I would be interested in checking out the dev releases, but I don't want to mess with my working Cygwin install.
Tim Canham
JPL Flight Software
-----Original Message-----
From: Corinna Vinschen [mailto:corinna-cygwin@cygwin.com]
Sent: Wednesday, April 20, 2016 7:40 AM
To: cygwin@cygwin.com
Cc: Canham, Timothy K (348C) <timothy.k.canham@jpl.nasa.gov>
Subject: Re: pthread_attr_init() returning errors
On Apr 20 14:20, Canham, Timothy K (348C) wrote:
From: Corinna Vinschen [mailto:corinna-cygwin@cygwin.com]
On Apr 19 19:49, Canham, Timothy K (348C) wrote:
I have some code to start a task that suddenly started failing.
This is pretty mature code. Here is the code fragment with my added
printf()
pthread_attr_t att;
int stat = pthread_attr_init(&att);
if (stat != 0) {
printf("pthread_attr_init: (%d)(%d): %s\n",stat,errno,strerror(stat));
// return
}
Here is the output:
pthread_attr_init: (16)(0): Device or resource busy
This is most unusual. What happens is this:
A pthread_attr_t is a pointer to a pointer to a struct with a magic
number. And at the start of pthread_attr_init this magic number is
tested if it's already the magic number expected for an object of
type pthread_attr_t. And only if so, the pthread_attr_init function
fails with EBUSY.
That means, the arbitrary value in the uninitialized att prior to the
call to pthread_attr_init is a pointer value which points to valid
memory which has the magic value 0xdf0df048. Wow.

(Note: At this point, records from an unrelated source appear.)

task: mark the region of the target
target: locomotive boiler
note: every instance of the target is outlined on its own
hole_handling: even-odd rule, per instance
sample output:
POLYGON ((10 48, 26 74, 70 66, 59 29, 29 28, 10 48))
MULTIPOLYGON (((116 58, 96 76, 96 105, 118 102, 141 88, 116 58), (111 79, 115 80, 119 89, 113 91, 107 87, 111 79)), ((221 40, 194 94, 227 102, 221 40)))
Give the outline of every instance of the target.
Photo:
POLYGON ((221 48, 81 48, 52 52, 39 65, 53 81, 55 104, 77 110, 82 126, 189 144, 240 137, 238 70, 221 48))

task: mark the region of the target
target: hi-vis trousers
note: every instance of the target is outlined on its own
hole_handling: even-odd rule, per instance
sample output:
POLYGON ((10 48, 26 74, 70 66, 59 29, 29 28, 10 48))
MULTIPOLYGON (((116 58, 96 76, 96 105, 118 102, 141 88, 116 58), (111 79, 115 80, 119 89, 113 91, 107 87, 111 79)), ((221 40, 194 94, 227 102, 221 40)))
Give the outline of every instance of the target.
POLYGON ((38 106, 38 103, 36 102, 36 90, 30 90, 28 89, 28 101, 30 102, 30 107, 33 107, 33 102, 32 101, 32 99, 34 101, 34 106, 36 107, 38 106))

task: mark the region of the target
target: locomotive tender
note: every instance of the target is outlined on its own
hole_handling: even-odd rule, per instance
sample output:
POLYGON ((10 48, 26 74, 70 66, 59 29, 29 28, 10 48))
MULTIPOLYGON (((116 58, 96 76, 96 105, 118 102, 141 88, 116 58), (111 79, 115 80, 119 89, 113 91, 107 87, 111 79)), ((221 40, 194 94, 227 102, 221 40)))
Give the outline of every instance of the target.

This means we can't keep up with the tests in the pthread_FOO_init
functions since they could point to an *supposedly* initialized
object, while in fact the value they point to is only accidentally so
that it looks like an initialized object.
I provided new developer snapshots on https://cygwin.com/snapshots/
and I've just uploaded a 2.5.1-0.1 test release which you can install
via setup as soon as your mirror has catched up.

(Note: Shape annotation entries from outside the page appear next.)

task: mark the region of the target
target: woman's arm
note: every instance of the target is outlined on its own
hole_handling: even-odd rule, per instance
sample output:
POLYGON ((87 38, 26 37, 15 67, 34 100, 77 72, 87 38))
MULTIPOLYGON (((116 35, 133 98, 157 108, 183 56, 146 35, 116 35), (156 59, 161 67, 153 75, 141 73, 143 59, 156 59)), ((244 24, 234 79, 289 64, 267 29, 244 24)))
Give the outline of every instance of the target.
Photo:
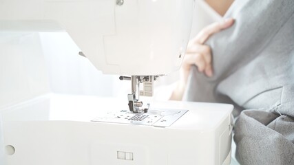
POLYGON ((174 89, 170 100, 182 100, 185 89, 188 76, 192 65, 196 65, 198 71, 204 72, 207 76, 212 76, 211 51, 205 41, 215 33, 231 27, 233 19, 227 19, 220 22, 213 23, 201 30, 188 44, 184 60, 180 68, 180 80, 174 89))

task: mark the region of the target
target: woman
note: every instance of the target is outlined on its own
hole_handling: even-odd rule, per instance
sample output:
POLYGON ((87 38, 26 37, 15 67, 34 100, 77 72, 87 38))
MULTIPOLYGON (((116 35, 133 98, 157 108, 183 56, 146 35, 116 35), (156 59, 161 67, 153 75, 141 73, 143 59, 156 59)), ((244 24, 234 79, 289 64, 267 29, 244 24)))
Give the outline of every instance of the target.
MULTIPOLYGON (((171 94, 170 100, 182 100, 182 95, 186 88, 185 87, 190 72, 190 68, 192 65, 196 65, 198 71, 203 72, 203 74, 207 76, 212 76, 211 51, 209 46, 205 45, 205 41, 207 41, 211 35, 229 28, 233 24, 234 20, 233 19, 220 20, 221 16, 224 16, 233 1, 233 0, 198 0, 196 1, 196 7, 202 8, 199 9, 196 8, 196 12, 200 10, 203 10, 206 13, 206 16, 214 17, 214 19, 220 19, 220 21, 204 28, 189 41, 186 55, 180 70, 180 80, 177 82, 176 87, 171 94), (208 6, 206 5, 205 3, 207 3, 208 6), (209 7, 211 8, 209 8, 209 7)), ((197 21, 202 19, 202 13, 199 12, 195 14, 194 17, 196 16, 196 18, 194 19, 196 19, 196 21, 194 24, 198 24, 198 21, 197 21)), ((192 33, 196 28, 197 28, 197 27, 196 28, 195 25, 193 25, 192 28, 192 33)))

Pleaser give any of them a try.
So what you are saying is that when pthread_attr_init() checked for
the magic number in supposedly uninitialized memory it found the exact
value of the magic number? That seems highly suspect. Seems like it
may be pointing to a valid previous entry.
That may be the case. But in your example, pthread_attr_t att is very certainly uninitialized, being an uninitialized auto variable. So, if it actually points to an already initialized pthread_addr_t, it does so by accident, because the stack slot it was previously used by another, initialized pthread_addr_t. Therefore the check in pthread_attr_init is spurious. Apparently there's a chance, albeit slim, that it returns EBUSY due to a false positive.
POSIX says:
Results are undefined if pthread_attr_init() is called specifying an
already initialized attr attributes object.
And neither is EBUSY defined as a valid return value, nor are such checks performed in glibc. So I dropped the checks now in Cygwin as well.
So, please give a dev snapshot or the 2.5.1-0.1 test release a try.